Points clés
- Partager des expériences de vie difficiles avec un ami peut être mutuellement bénéfique, à condition que ce soit consensuel.
- Le partage excessif peut entraîner le retrait des amis et donner à la personne le sentiment d’être abandonnée.
- L’abandon du traumatisme peut être une stratégie d’adaptation inadaptée qui peut conduire à l’isolement et à une faible estime de soi.
S’épancher sur sa vie auprès de ses amis peut être cathartique, favoriser la prise de conscience et donner l’occasion d’envisager les événements sous un angle nouveau. Partager des émotions difficiles peut favoriser les liens et atténuer la solitude. Raconter comment vos beaux-parents vous ont mis au pied du mur peut vous aider à évacuer votre frustration tout en renforçant votre lien avec votre ami, qui a lui aussi vécu des expériences similaires avec sa belle-famille.

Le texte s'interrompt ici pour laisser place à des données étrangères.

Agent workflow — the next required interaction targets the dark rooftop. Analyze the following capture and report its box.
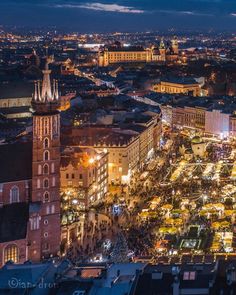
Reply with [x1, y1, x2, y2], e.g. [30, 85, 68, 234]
[0, 142, 32, 183]
[0, 203, 29, 243]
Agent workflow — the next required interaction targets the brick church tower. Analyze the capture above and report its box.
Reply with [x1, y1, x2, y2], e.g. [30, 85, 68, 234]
[29, 58, 61, 261]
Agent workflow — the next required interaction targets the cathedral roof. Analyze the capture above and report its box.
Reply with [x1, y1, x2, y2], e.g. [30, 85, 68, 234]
[0, 142, 32, 183]
[0, 203, 29, 243]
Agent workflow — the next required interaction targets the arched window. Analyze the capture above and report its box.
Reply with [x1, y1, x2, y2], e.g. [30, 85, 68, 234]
[43, 178, 49, 188]
[43, 192, 49, 202]
[10, 186, 19, 203]
[43, 164, 49, 174]
[51, 163, 55, 173]
[4, 244, 19, 263]
[44, 119, 48, 134]
[43, 137, 49, 149]
[38, 165, 42, 175]
[43, 151, 50, 161]
[37, 178, 40, 188]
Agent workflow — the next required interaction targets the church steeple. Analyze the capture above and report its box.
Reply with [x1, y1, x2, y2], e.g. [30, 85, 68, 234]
[29, 52, 61, 261]
[32, 57, 59, 113]
[159, 38, 166, 49]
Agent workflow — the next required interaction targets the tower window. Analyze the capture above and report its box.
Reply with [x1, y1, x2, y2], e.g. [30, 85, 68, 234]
[4, 244, 19, 263]
[43, 138, 49, 149]
[30, 216, 39, 230]
[43, 192, 49, 202]
[37, 178, 40, 188]
[43, 151, 50, 161]
[43, 164, 49, 174]
[38, 165, 42, 175]
[51, 163, 55, 173]
[10, 186, 19, 203]
[43, 179, 49, 188]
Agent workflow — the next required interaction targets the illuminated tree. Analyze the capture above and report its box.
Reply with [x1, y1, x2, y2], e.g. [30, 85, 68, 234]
[111, 233, 129, 263]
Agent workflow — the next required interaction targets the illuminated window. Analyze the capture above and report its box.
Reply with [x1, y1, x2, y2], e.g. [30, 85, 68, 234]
[43, 179, 49, 188]
[43, 138, 49, 149]
[43, 192, 49, 202]
[37, 178, 40, 188]
[43, 164, 49, 174]
[43, 151, 50, 161]
[10, 186, 20, 203]
[4, 244, 19, 263]
[30, 216, 39, 230]
[38, 165, 42, 175]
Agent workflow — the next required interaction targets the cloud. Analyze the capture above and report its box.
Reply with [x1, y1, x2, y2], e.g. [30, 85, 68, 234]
[157, 10, 213, 16]
[54, 3, 145, 14]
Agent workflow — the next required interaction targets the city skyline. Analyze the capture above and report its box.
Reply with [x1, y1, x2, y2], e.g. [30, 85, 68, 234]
[0, 0, 236, 32]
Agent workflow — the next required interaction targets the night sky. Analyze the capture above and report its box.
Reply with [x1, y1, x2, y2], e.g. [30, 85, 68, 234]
[0, 0, 236, 32]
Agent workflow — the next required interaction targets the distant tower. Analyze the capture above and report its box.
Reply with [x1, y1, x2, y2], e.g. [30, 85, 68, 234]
[171, 36, 179, 55]
[159, 38, 166, 61]
[29, 58, 61, 261]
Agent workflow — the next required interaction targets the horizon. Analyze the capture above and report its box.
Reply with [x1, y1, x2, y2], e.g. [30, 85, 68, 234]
[0, 0, 236, 33]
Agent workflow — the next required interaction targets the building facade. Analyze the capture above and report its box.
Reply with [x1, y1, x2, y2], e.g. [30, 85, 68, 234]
[98, 38, 179, 67]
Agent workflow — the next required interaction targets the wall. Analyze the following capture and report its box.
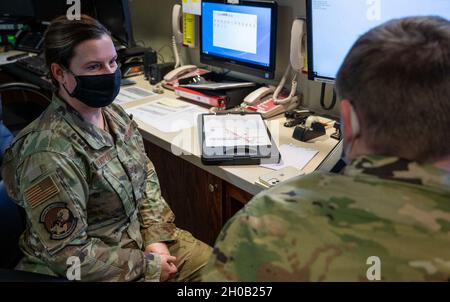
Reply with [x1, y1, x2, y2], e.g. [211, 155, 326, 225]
[130, 0, 339, 115]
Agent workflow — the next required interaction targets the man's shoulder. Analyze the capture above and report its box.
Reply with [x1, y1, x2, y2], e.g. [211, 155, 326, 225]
[107, 103, 131, 124]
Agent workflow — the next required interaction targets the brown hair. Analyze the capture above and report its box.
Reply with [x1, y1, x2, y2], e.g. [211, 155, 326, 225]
[44, 15, 111, 86]
[336, 17, 450, 162]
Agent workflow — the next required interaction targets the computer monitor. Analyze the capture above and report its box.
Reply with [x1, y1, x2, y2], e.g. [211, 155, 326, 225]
[0, 0, 34, 18]
[306, 0, 450, 82]
[200, 0, 277, 79]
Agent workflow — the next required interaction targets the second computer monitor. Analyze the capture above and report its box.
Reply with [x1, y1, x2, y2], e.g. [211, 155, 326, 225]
[307, 0, 450, 81]
[200, 0, 277, 79]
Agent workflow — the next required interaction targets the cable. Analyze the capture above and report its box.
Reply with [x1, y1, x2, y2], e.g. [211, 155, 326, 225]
[320, 83, 336, 111]
[273, 64, 298, 105]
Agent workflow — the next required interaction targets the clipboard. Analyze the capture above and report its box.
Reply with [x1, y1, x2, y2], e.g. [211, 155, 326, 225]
[198, 113, 281, 166]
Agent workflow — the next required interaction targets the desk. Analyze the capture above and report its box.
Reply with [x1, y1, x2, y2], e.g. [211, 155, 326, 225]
[119, 77, 341, 244]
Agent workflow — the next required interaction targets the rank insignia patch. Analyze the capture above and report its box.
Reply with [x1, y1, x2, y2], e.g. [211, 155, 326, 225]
[25, 176, 59, 208]
[39, 202, 77, 240]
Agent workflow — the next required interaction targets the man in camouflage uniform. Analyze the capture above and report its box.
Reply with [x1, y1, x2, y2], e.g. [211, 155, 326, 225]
[3, 96, 210, 281]
[202, 18, 450, 281]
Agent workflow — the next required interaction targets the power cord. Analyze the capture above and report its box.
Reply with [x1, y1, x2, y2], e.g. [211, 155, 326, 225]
[320, 83, 336, 111]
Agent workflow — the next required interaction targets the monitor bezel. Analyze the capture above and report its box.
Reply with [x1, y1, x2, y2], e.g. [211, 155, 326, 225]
[200, 0, 278, 79]
[306, 0, 336, 84]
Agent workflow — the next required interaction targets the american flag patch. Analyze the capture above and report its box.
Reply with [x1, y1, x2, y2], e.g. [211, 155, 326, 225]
[25, 176, 59, 208]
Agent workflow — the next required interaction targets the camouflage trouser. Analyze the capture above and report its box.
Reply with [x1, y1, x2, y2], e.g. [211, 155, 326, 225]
[169, 229, 212, 281]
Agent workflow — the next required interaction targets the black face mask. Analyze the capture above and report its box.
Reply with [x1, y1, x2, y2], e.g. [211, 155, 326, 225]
[63, 68, 122, 108]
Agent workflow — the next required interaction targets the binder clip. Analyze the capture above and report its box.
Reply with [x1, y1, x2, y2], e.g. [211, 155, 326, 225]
[292, 116, 326, 142]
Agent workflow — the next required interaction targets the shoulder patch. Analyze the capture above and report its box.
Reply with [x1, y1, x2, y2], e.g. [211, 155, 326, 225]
[25, 176, 59, 209]
[39, 202, 78, 240]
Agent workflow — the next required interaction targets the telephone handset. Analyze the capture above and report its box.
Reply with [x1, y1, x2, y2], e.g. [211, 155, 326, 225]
[172, 4, 184, 68]
[244, 19, 306, 118]
[164, 65, 197, 83]
[172, 4, 183, 44]
[244, 86, 275, 106]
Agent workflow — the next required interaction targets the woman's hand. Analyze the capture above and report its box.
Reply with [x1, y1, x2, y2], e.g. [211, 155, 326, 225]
[159, 254, 178, 282]
[145, 242, 178, 282]
[145, 242, 170, 256]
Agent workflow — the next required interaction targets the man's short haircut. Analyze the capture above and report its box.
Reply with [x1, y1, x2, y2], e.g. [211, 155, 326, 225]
[336, 17, 450, 162]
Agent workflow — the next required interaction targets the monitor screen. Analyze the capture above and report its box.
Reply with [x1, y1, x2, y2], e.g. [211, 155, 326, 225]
[307, 0, 450, 81]
[200, 0, 277, 78]
[0, 0, 34, 18]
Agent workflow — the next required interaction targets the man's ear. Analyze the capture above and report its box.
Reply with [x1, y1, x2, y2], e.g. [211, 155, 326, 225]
[341, 100, 360, 141]
[50, 63, 66, 84]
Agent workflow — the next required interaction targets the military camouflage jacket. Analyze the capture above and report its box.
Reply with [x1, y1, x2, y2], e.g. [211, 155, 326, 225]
[203, 156, 450, 281]
[3, 96, 176, 281]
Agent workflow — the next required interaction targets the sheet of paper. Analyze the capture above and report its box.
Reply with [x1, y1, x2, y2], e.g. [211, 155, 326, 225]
[203, 114, 272, 147]
[261, 145, 319, 170]
[182, 0, 202, 16]
[126, 98, 208, 132]
[115, 86, 156, 105]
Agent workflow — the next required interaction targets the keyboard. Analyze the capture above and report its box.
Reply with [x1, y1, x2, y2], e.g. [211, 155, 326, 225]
[16, 56, 48, 77]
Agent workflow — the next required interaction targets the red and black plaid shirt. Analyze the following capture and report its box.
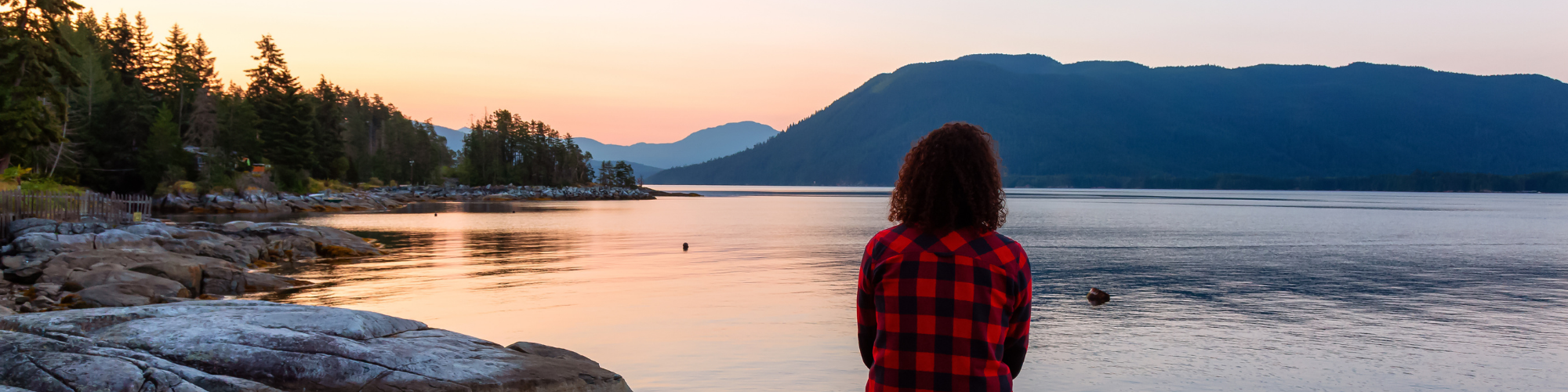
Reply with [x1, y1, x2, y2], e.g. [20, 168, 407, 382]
[856, 224, 1033, 392]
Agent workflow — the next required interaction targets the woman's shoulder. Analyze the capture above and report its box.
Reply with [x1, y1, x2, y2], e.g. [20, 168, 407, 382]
[980, 230, 1029, 259]
[872, 224, 919, 243]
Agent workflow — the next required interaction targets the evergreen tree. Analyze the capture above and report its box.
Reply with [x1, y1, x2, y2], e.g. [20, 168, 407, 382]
[140, 107, 190, 188]
[310, 75, 348, 179]
[245, 34, 315, 169]
[0, 0, 82, 171]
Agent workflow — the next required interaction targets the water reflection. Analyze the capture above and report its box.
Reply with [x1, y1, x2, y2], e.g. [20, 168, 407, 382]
[232, 187, 1568, 390]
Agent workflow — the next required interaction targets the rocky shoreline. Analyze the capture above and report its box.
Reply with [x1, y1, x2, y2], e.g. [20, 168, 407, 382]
[154, 185, 655, 213]
[0, 218, 383, 314]
[0, 301, 630, 392]
[0, 218, 630, 392]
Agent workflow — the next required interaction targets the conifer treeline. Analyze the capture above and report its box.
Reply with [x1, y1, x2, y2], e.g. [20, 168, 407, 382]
[0, 0, 455, 193]
[458, 110, 594, 187]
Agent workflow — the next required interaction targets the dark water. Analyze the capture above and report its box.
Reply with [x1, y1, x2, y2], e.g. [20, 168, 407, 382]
[241, 187, 1568, 390]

Cependant, la frontière entre une vulnérabilité saine et le rejet des traumatismes est ténue.
Lorsque vous partagez des émotions ou des expériences de vie difficiles, il est important de vous assurer que votre interlocuteur est disposé à vous écouter et que ces conversations sont consensuelles. Il est également important que les informations personnelles que vous divulguez correspondent à la proximité et au niveau de confiance de la relation. Par exemple, si vous faites part à un collègue de votre insatisfaction quant à votre vie sexuelle lors d’un déjeuner de travail décontracté, il peut se sentir mal à l’aise et considérer que la conversation lui est imposée. En fonction de la hiérarchie de la relation, il peut avoir des difficultés à fixer des limites et, par conséquent, se sentir bloqué, voire harcelé.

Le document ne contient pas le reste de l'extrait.